Fred Rispoli, a pro-XRP lawyer and founder of HODL Law, weighed in on the implications for Ripple’s executives, Brad Garlinghouse and Chris Larsen. “Just when they thought they were out, the SEC pulled Brad and Chris back in,” he remarked. Rispoli pointed out that the SEC never stipulated to a dismissal of all claims against the two executives, only those related to institutional sales. “The SEC implies they are still coming after Garlinghouse and Larsen on programmatic sales,” he noted, expressing surprise that Ripple’s legal team did not secure a more comprehensive dismissal in the initial agreement.
Rispoli emphasized the gravity of the case now that it has reached the Second Circuit Court of Appeals. “The Second Circuit is the big leagues, and the SEC cannot afford to clown around like it has been at the district court level,” he said.

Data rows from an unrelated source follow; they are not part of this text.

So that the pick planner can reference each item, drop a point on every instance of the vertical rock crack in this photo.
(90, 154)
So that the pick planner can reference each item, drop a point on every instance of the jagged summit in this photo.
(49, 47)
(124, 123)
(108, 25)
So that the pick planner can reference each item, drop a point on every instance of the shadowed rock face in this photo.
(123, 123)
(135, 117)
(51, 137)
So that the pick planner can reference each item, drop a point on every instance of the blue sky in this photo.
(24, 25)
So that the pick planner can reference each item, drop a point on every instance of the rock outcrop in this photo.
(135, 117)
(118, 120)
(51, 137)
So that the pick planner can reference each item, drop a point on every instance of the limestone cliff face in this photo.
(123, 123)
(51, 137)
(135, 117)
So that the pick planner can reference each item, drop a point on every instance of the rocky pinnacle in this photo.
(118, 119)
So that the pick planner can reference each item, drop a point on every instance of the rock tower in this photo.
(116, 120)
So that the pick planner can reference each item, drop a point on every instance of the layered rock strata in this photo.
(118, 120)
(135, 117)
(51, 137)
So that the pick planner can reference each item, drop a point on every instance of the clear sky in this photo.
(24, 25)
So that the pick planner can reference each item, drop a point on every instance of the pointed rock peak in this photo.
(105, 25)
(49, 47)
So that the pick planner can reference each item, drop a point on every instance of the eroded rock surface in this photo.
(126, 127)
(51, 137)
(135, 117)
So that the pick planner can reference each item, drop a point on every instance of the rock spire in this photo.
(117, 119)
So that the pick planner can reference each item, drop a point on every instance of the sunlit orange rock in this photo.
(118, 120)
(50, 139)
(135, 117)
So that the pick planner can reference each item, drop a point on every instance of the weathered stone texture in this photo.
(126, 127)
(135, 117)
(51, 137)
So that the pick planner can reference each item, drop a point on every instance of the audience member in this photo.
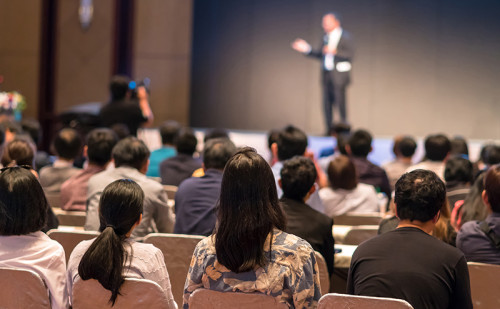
(345, 194)
(293, 142)
(298, 177)
(197, 197)
(359, 146)
(100, 143)
(168, 131)
(472, 208)
(408, 263)
(131, 161)
(177, 168)
(23, 213)
(249, 251)
(122, 109)
(67, 146)
(458, 176)
(458, 147)
(437, 149)
(21, 152)
(404, 148)
(32, 127)
(480, 240)
(112, 256)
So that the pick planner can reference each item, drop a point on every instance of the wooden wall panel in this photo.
(20, 48)
(162, 52)
(83, 57)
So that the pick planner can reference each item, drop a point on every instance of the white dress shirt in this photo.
(145, 262)
(39, 253)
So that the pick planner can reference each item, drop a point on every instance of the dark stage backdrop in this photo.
(420, 66)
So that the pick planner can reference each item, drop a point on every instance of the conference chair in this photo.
(343, 301)
(358, 219)
(208, 299)
(177, 251)
(69, 239)
(324, 276)
(134, 293)
(484, 285)
(360, 233)
(22, 288)
(71, 218)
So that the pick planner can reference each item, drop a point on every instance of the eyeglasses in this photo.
(26, 167)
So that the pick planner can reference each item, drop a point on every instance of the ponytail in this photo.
(120, 207)
(104, 261)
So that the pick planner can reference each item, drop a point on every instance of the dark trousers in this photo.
(334, 84)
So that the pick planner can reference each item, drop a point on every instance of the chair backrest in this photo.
(358, 219)
(22, 288)
(343, 301)
(484, 285)
(177, 250)
(171, 190)
(360, 233)
(71, 218)
(324, 276)
(208, 299)
(69, 240)
(134, 293)
(54, 199)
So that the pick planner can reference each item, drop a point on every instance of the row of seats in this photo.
(25, 289)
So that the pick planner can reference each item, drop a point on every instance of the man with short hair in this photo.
(298, 176)
(100, 143)
(437, 149)
(358, 147)
(168, 132)
(404, 148)
(177, 168)
(480, 240)
(293, 142)
(196, 197)
(408, 263)
(131, 156)
(67, 146)
(122, 109)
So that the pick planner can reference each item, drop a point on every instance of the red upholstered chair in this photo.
(21, 288)
(343, 301)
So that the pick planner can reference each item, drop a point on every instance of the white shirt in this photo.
(146, 262)
(333, 42)
(39, 253)
(362, 199)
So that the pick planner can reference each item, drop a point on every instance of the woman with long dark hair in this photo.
(113, 256)
(23, 213)
(249, 252)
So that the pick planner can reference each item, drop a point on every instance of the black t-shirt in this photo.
(409, 264)
(127, 112)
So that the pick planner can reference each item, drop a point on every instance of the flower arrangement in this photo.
(11, 102)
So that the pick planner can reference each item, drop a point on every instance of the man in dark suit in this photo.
(336, 54)
(297, 181)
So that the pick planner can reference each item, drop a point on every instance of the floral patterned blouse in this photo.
(291, 276)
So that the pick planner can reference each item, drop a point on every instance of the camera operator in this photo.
(122, 109)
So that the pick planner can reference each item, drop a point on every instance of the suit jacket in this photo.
(155, 211)
(345, 53)
(312, 226)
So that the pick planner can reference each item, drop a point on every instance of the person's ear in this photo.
(348, 149)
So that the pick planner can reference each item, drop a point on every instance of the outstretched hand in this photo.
(301, 46)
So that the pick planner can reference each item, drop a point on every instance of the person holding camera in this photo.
(124, 110)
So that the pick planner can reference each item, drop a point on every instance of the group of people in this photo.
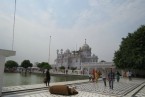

He suggested that the SEC recognized that pursuing disgorgement—a financial penalty requiring the return of ill-gotten gains—was unlikely to succeed on appeal, despite having argued for it before Judge Torres. “It wisely recognized disgorgement was a loser argument and has not raised it as an appellate issue,” Rispoli commented.
There is some procedural ambiguity regarding the timing of the SEC’s filing. Murphy observed that while the SEC’s Form C is dated October 16, the court’s file stamp indicates it was filed on October 17. According to procedural rules, the SEC was required to submit Form C within 14 days of filing the Notice of Appeal, making the deadline October 16 at 11:59 pm EST. “We should find out soon whether the Second Circuit concludes that the SEC has missed the deadline,” Murphy stated.
Missing this deadline could have serious consequences for the SEC’s appeal, as Bitcoinist reported yesterday. Rispoli pointed out that the Local Rules of the Second Circuit (Rule 12.1(d)) state that failure to comply “may result in dismissal of the appeal.” However, he tempered this by noting that appellate courts often grant leeway to federal agencies. “Even a lame excuse from the government is likely enough to allow the court to let it slide,” he remarked.
However, Rispoli also has a few words of warning at the end that the SEC could still provide some nasty surprises. “SEC has announced it could appeal any aspect of that. So there is the obvious (Programmatic Sales, Other Distributions) and the less obvious (whether XRP is inherently an investment contract). We won’t know until the briefing comes out but no question the issues are at minimum what were raised in the request for an interlocutory appeal.”
At press time, XRP traded at $0.5474.